Verspreid over het plangebied zijn twintig proefsleuven aangelegd om inzicht in de eventueel aanwezige archeologie verkrijgen. Plaatselijk bevonden zich nog obstakels op het terrein en is een aantal proefsleuven verplaatst of zijn sleuven verlengd. In totaal is 2115 m2 sleuf aangelegd wat een dekkingsgraad van bijna 10% oplevert.
In het plangebied zijn drie vindplaatsen vastgesteld. Vindplaats 1 bevindt zich in het zuidwestelijke deel van het plangebied en heeft een datering in de ijzertijd. Het betreft nederzettingssporen bestaande uit kuilen en paalkuilen. De vindplaats leverde één scherf uit de ijzertijd op. Vindplaats 2 bevindt zich in het zuidwestelijke deel van het plangebied en heeft op basis van de aanwezigheid van een hutkom een datering in de laat-Romeinse tijd/vroege middeleeuwen gekregen. Gezien de in de gemeente Apeldoorn en op de Veluwe aangetroffen hutkommen zou een datering in de Karolingische tijd tot in de 11e eeuw echter meer voor de hand liggen. Behalve de hutkom zijn op deze vindplaats ook paalsporen aanwezig. Het proefsleuvenonderzoek heeft verbrande leem of
zacht gebakken baksteen opgeleverd, daterend vondstmateriaal ontbreekt.
Vindplaats 3 bevindt zich aan de oostzijde van het plangebied en betreft
bewoning uit de (late)middeleeuwen-nieuwe tijd. Het gaat om greppels,
paalsporen, kuilen, een zone met karrensporen en een zone met sporen van grondverbetering.
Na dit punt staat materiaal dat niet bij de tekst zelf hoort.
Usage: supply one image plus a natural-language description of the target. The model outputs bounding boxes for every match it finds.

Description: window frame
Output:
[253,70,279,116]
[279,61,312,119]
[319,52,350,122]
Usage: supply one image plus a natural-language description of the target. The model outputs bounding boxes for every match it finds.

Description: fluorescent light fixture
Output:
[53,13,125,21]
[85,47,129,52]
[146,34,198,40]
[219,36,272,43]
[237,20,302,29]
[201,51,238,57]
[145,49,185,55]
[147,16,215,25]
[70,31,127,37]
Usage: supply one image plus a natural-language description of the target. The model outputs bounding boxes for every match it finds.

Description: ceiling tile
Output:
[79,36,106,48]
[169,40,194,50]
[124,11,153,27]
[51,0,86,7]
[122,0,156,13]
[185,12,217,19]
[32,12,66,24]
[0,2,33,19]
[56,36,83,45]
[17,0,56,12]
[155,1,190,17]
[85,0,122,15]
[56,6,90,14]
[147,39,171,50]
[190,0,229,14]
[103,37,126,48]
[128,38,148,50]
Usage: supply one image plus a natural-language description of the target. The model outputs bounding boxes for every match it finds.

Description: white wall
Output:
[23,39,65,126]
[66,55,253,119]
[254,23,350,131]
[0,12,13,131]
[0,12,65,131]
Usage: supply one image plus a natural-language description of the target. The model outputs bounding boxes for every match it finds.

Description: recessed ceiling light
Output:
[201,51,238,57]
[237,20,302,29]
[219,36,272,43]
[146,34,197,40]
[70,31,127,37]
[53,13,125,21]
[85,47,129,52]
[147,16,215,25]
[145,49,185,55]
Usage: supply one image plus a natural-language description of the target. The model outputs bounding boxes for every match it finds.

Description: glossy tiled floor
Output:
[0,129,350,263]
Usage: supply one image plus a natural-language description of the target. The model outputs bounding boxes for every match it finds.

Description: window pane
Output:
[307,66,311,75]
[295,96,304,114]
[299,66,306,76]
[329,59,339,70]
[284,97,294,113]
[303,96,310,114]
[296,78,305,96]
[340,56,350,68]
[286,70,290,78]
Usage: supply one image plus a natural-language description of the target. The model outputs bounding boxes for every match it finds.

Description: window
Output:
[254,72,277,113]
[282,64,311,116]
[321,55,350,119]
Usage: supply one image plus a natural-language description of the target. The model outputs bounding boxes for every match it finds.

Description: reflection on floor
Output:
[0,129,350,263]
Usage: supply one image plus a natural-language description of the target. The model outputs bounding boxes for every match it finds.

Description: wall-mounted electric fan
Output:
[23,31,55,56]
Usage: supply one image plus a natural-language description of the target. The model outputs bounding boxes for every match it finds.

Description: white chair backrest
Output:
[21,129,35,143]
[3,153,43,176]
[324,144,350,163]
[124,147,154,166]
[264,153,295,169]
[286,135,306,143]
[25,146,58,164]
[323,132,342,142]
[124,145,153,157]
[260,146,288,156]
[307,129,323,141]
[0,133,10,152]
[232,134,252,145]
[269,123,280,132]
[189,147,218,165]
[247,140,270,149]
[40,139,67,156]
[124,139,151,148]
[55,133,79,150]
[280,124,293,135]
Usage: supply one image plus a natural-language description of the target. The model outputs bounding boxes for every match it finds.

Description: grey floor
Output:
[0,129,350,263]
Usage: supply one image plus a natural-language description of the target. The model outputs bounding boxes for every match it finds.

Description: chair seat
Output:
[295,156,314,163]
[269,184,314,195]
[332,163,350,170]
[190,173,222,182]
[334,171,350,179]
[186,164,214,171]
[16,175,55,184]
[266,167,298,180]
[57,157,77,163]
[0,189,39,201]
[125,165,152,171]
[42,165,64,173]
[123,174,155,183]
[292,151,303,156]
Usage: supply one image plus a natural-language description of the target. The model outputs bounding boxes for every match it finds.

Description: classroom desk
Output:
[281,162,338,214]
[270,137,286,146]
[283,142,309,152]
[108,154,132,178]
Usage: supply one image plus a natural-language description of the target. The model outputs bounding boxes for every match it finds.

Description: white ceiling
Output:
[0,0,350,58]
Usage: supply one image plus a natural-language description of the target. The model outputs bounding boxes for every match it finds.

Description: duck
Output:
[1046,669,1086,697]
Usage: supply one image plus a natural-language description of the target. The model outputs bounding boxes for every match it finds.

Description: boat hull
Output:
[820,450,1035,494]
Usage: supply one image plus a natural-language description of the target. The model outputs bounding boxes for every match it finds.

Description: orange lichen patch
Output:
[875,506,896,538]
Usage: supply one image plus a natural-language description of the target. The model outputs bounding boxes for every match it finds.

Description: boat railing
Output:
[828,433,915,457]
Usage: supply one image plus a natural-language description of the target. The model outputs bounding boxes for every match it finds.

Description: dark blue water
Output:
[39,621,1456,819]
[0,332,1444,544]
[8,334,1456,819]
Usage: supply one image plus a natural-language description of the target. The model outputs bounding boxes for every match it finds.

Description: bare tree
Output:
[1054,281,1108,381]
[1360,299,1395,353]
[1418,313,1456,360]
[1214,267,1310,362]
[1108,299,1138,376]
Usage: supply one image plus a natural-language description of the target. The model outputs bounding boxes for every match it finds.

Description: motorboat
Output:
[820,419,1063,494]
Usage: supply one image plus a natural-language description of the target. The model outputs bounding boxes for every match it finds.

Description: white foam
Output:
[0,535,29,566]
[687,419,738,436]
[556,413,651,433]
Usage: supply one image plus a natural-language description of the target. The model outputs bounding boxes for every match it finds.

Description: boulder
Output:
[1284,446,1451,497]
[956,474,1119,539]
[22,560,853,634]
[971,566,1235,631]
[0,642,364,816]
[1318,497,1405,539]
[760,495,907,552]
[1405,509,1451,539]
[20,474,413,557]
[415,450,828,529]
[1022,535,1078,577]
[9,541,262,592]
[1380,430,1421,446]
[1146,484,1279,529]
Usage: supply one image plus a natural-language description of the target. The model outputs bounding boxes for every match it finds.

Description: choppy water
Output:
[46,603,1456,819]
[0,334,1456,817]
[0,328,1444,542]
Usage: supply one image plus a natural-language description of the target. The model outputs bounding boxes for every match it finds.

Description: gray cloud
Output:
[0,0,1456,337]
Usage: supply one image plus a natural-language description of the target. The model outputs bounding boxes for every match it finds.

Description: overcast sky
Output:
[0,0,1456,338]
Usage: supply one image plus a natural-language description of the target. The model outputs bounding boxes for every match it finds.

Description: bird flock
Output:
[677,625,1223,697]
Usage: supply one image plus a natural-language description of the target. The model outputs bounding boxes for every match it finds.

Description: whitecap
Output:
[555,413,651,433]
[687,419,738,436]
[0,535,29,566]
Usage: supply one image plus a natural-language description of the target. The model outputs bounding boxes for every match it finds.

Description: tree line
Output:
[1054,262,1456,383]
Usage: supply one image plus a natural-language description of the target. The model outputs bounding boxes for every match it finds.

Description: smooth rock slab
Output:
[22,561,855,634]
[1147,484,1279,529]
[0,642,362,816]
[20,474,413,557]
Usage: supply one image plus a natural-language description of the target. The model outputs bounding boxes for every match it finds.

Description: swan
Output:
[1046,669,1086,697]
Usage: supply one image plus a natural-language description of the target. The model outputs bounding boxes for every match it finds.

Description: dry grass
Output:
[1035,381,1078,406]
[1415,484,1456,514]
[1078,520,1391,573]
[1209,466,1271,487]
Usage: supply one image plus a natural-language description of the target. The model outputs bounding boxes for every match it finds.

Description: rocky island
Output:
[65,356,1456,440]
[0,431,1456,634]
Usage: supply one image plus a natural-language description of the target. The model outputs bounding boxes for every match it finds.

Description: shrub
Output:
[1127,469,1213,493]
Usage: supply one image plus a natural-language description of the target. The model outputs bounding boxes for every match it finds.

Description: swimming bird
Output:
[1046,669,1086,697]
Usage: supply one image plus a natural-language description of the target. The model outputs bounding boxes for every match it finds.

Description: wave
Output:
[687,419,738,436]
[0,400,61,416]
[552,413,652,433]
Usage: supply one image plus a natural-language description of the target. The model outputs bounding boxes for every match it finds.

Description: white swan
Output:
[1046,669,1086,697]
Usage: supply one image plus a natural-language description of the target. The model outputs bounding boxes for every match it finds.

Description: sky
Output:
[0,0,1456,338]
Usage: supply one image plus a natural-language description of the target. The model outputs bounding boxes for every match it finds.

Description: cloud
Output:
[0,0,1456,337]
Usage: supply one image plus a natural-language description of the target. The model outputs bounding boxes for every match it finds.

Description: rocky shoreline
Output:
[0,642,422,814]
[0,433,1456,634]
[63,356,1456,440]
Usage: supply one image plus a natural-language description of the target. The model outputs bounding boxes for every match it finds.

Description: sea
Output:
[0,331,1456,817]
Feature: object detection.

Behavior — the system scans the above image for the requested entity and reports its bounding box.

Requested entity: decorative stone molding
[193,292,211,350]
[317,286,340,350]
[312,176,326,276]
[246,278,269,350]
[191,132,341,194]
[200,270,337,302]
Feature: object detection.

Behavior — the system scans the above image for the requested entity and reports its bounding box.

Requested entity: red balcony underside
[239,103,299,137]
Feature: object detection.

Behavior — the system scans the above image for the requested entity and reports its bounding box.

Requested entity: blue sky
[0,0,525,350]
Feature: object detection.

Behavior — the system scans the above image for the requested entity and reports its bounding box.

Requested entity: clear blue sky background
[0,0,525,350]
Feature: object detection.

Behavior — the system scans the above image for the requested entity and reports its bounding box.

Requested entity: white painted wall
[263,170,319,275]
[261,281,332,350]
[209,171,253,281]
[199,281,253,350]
Op grond van het vondstmateriaal lijkt in dit deel van het plangebied vanaf de late middeleeuwen tot in de nieuwe tijd bewoning te hebben plaats gevonden.
De nederzettingssporen zijn aan de westzijde van het plangebied afgedekt
door een akkerlaag en door een gelaagd plaggendek. In tegenstelling tot het westelijke deel van het plangebied, zijn de nederzettingssporen aan de oostzijde van het plangebied nauwelijks afgedekt en bevinden zich relatief ondiep onder het maaiveld. Ondanks de relatief ondiepe ligging van deze sporen zijn ze niet aangetast door bijvoorbeeld rondbewerking. Recente verstoringen tot in de natuurlijke ondergrond (op het niveau waar de sporen zich aftekenen) zijn in het plangebied nauwelijks aangetroffen. De vindplaatsen zijn goed geconserveerd.